Lego in Rstudio
Thanks to reticulate you can also use this package from R. We couldn’t find any good documentation on how to build a proper scikit-learn gridsearch using reticulate so we figured we might add a resource to our documentation here.
It should be said that we feel that the best developer experience is definately going to be in python but we figured it be helpful to put a small example in our documentation.
You’ll first need to install a dependency and set up a link to a python virtualenv that has scikit-lego already installed.
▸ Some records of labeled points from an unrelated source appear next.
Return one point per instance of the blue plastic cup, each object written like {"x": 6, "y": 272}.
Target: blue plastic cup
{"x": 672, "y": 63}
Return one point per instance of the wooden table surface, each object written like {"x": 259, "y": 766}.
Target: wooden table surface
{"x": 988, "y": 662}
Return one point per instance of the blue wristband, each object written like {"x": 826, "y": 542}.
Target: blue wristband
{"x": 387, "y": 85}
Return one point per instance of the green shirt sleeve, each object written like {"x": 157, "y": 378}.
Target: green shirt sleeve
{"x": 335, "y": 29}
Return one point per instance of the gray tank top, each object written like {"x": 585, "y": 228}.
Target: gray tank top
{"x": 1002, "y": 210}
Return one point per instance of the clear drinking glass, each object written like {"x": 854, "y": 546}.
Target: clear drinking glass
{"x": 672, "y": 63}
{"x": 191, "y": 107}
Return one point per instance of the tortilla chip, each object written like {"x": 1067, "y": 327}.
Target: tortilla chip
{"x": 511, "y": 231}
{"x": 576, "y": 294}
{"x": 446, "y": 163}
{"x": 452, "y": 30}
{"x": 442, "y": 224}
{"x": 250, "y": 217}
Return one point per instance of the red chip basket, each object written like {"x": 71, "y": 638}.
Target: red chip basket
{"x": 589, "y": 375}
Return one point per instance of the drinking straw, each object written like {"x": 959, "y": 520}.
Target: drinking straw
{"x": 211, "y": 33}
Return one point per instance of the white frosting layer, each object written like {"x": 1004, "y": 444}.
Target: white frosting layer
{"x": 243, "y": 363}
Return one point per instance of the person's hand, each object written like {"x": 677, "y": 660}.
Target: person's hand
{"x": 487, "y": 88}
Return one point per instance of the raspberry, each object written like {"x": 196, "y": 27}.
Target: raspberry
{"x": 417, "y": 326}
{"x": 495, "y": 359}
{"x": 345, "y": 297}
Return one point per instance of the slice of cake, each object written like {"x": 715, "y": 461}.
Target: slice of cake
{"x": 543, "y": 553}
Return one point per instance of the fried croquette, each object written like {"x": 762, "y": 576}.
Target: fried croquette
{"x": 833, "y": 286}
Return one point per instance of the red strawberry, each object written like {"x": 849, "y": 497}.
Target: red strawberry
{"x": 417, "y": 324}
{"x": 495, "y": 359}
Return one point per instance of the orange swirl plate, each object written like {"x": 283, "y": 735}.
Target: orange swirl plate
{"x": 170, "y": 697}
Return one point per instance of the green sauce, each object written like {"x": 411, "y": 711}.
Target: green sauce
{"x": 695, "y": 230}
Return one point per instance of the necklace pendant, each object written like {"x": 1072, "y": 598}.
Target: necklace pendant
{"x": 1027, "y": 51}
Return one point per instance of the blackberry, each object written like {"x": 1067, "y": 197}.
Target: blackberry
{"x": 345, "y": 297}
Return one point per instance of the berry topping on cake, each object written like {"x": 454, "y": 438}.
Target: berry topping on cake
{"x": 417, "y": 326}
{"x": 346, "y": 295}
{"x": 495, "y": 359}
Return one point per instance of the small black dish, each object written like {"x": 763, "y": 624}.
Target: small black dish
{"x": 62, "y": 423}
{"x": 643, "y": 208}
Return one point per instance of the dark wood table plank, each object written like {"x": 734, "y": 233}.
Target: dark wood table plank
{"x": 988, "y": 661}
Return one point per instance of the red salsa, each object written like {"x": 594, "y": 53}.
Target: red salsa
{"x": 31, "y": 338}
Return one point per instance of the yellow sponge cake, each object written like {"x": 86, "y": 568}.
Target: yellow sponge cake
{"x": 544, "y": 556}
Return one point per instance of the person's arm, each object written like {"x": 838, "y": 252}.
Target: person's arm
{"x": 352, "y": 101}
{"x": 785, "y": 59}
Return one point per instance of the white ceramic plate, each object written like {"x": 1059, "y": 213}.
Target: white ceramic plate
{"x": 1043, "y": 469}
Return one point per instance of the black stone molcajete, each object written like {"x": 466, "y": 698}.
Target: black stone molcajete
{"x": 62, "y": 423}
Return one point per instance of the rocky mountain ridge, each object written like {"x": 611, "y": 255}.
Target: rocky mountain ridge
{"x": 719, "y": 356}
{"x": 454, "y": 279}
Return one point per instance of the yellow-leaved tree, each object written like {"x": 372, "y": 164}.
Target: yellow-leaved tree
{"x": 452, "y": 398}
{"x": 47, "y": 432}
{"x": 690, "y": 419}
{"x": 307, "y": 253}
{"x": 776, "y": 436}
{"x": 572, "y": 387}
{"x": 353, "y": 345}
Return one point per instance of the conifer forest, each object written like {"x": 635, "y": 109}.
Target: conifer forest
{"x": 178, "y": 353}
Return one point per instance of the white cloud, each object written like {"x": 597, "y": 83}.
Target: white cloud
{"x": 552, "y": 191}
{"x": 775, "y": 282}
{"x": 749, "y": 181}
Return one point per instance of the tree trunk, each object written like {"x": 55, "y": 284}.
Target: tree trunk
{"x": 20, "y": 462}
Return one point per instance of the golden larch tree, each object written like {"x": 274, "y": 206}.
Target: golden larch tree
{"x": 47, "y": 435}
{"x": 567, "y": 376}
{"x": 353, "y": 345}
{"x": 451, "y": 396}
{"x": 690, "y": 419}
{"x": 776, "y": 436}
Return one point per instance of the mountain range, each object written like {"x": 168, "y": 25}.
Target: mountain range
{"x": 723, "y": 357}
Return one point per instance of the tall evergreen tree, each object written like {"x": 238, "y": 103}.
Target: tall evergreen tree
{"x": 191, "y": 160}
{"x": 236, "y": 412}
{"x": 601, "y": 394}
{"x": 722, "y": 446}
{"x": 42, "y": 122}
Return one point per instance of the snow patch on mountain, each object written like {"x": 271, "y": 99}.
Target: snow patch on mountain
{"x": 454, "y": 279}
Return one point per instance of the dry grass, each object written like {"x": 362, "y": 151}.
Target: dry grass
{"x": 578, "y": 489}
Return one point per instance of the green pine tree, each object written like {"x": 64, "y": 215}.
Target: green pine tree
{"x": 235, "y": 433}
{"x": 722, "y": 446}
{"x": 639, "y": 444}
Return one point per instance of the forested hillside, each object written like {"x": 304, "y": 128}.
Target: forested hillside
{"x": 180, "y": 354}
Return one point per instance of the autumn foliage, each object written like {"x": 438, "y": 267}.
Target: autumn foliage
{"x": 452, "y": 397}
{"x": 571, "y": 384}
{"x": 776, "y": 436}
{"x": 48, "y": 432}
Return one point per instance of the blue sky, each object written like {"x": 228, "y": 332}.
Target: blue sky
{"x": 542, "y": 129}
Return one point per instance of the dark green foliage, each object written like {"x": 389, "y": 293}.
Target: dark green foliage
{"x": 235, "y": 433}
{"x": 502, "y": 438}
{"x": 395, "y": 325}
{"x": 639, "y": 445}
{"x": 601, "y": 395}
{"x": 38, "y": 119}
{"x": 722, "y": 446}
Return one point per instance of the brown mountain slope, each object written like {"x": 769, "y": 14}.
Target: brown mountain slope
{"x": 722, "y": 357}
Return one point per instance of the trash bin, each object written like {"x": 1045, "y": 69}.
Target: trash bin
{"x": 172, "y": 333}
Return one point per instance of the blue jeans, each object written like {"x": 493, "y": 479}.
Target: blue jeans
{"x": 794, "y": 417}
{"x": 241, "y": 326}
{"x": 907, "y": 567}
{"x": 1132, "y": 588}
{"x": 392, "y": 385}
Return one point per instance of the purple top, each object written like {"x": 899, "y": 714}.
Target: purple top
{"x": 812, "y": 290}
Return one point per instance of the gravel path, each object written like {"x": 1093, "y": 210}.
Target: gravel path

install.packages("reticulate") # optionally you can install miniconda # reticulate::install_miniconda() library(reticulate) library(tidyverse) # again optionally if you're using miniconda # use_condaenv("r-reticulate") py_discover_config()
You can read more details about this on the reticulate docs on installation as well as their docs on package management.
From here you can start importing the python dependencies from R.
sklearn <- import("sklearn") sklego <- import("sklego") info_filter <- sklego$preprocessing$InformationFilter thresholder <- sklego$meta$Thresholder pp_score <- sklego$metrics$p_percent_score lr <- sklearn$linear_model$LogisticRegression pipeline <- sklearn$pipeline$Pipeline grid <- sklearn$model_selection$GridSearchCV make_scorer <- sklearn$metrics$make_scorer accuracy <- sklearn$metrics$accuracy_score
We can also setup a scikit-learn pipeline.
pipe <- pipeline( c( tuple("filter", info_filter(columns = c("colour"), alpha=0.9)), tuple("model", thresholder(model = lr(), threshold = 0.5)) ) )
Note that this pipeline contains two specific tools from the lego library.
We can even load in some datasets.
df <- sklego$datasets$load_arrests(give_pandas = TRUE) X <- df %>% select(year, age, colour) X['colour'] <- as.numeric(X['colour'] == "Black") y <- as.numeric(df$checks > 1)
In this case we’re taking a subset of the
load_arrests dataset. This information
contains arrests data and we’re going to perform gridsearch keeping fairness in mind.
cv <- grid( estimator = pipe, param_grid = list("filter__alpha"=seq(0.1, 0.9, 0.1), "model__threshold"=seq(0.1, 0.9, 0.1)), cv=as.integer(3), scoring = list(accuracy=make_scorer(accuracy), pp_score=pp_score('colour')), refit="accuracy") cv$fit(X, y)
You’ll note that we’re using
as.integer here. For details on why,
check out this documentation page.
We’ll need to do some parsing of the
cv_results_ to properly get these into a tidyverse dataframe.
cv_df <- cv$cv_results_ %>% as_tibble() %>% select(param_filter__alpha, param_model__threshold, mean_test_pp_score, mean_test_accuracy) %>% mutate(param_filter__alpha = unlist(param_filter__alpha), param_model__threshold = unlist(param_model__threshold))
But from here we can do some plotting.
ggplot(data=cv_df) + geom_line(aes(param_model__threshold, mean_test_accuracy, group=param_filter__alpha, color=param_filter__alpha)) + ggtitle("Effect of threshold on accuracy", subtitle="Keeping it at 0.5 is best for accuracy, note the effect of alpha!") + theme(legend.position="bottom")
ggplot(data=cv_df) + geom_line(aes(param_model__threshold, mean_test_pp_score, group=param_filter__alpha, color=param_filter__alpha)) + ggtitle("Effect of threshold on fairness parameter", subtitle="For fairness we want to maybe not use 0.5") + theme(legend.position="bottom")
Note that we’re mainly trying to demonstrate the R api here. In terms of fairness you would want to explore the dataset further before you say anything conclusive.
Also, it may be simpler and more preferential to use the python engine inside of R-markdown instead of translating R-datastructures to python ones manually. But you can certainly combine the tools from scikit-lego with your tools in R.